Un traguardo significativo arrivò con l'espansione aggressiva dell'azienda nell'esibizione cinematografica. Mentre l'originale Paramount di Hodkinson era esclusivamente un distributore, la visione di Zukor per la Famous Players-Lasky includeva il controllo dell'intera catena del valore. L'azienda iniziò ad acquisire e costruire i propri teatri, inizialmente attraverso partnership e successivamente attraverso la proprietà diretta. Questa strategia, attuata durante la fine degli anni '10 e '20, culminò nella proprietà di migliaia di cinema negli Stati Uniti. Questi teatri opulenti servivano a molteplici scopi: fornivano punti di esposizione garantiti per i film Paramount, consentivano all'azienda di catturare una quota maggiore delle entrate al botteghino e miglioravano l'esperienza complessiva di andare al cinema, trasformandola in un evento culturale. L'enorme scala di questa rete espositiva era un potente strumento competitivo, assicurando che i film Paramount ricevessero prime posizioni e promozioni ottimali.

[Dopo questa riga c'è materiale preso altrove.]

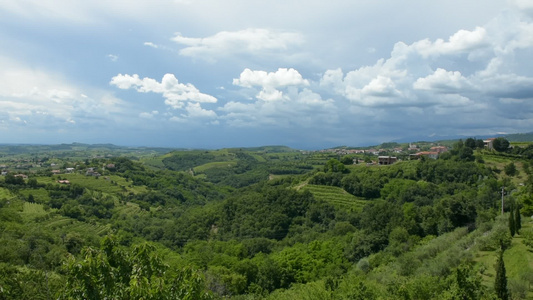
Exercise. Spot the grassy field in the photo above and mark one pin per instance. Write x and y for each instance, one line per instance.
(335, 196)
(217, 164)
(107, 184)
(5, 193)
(40, 195)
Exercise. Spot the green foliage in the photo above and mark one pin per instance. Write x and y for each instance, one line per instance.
(500, 144)
(136, 273)
(510, 169)
(500, 281)
(334, 166)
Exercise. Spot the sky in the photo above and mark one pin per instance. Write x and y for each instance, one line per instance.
(235, 73)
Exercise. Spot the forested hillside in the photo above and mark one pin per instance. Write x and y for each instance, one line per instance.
(264, 223)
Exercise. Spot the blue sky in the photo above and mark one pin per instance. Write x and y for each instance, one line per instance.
(233, 73)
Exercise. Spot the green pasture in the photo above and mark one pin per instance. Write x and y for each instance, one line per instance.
(111, 184)
(216, 164)
(5, 193)
(40, 195)
(336, 196)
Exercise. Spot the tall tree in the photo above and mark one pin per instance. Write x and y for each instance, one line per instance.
(500, 283)
(518, 218)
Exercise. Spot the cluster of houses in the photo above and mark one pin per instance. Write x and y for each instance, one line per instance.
(88, 172)
(341, 151)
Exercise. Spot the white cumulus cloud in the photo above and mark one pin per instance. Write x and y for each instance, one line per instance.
(174, 92)
(253, 41)
(270, 82)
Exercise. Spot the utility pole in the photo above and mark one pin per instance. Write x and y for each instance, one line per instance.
(503, 193)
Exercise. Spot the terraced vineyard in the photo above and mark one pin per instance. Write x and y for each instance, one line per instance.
(31, 211)
(335, 196)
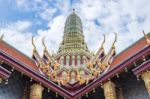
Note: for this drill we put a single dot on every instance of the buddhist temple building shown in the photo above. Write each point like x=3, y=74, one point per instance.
x=74, y=72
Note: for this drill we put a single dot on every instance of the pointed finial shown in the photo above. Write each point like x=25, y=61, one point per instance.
x=115, y=40
x=2, y=36
x=44, y=43
x=103, y=41
x=34, y=47
x=147, y=39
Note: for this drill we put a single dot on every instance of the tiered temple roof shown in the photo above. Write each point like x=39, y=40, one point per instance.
x=73, y=71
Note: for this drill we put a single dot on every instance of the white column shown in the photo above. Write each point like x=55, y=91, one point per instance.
x=67, y=60
x=78, y=60
x=36, y=91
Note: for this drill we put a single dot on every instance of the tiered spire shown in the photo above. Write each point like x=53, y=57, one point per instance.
x=73, y=39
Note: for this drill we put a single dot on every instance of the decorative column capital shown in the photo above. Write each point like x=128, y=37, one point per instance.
x=146, y=78
x=109, y=90
x=36, y=91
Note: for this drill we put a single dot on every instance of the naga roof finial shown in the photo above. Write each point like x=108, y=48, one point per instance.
x=34, y=47
x=147, y=39
x=114, y=40
x=44, y=43
x=2, y=36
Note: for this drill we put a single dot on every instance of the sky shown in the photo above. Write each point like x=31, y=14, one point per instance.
x=22, y=19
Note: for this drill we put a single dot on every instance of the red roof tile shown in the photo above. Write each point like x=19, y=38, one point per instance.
x=133, y=49
x=17, y=55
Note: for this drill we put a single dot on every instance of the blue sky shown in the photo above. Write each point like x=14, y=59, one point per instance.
x=21, y=19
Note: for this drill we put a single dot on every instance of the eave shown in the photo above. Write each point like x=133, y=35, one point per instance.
x=4, y=73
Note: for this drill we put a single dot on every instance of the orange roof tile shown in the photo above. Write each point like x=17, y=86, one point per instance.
x=130, y=51
x=17, y=55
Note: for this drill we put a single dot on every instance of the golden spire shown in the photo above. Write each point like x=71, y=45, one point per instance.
x=103, y=41
x=34, y=47
x=73, y=10
x=2, y=36
x=113, y=45
x=147, y=39
x=44, y=43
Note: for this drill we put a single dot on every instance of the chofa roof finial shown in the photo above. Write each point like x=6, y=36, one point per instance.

All'inizio degli anni '20, la Famous Players-Lasky, operante sotto il marchio Paramount, aveva raggiunto un iniziale adattamento prodotto-mercato e consolidato la sua posizione come forza dominante nell'industria cinematografica americana. Il modello verticale integrato dell'azienda, che comprendeva produzione, distribuzione ed esposizione, si rivelò altamente efficace nel navigare le complessità di un nuovo mezzo di massa. Il suo robusto sistema di stelle, il programma di produzione prolifico e l'ampia impronta teatrale fornivano un significativo fossato competitivo. I concorrenti emulavano questo modello o faticavano a competere con la sua scala ed efficienza. Questo periodo segnò la consolidazione del potere nelle mani di pochi grandi studi, con Paramount che spesso guidava il gruppo, avendo effettuato con successo la transizione da una raccolta di imprese disparate a un'impresa di intrattenimento coesa su scala industriale pronta a capitalizzare sull'ascesa globale del cinema. Il palcoscenico era ora pronto perché l'azienda potesse ulteriormente sfruttare le sue forze fondamentali e intraprendere un periodo di crescita e innovazione senza precedenti, in particolare con il prossimo cambiamento tecnologico verso il sonoro.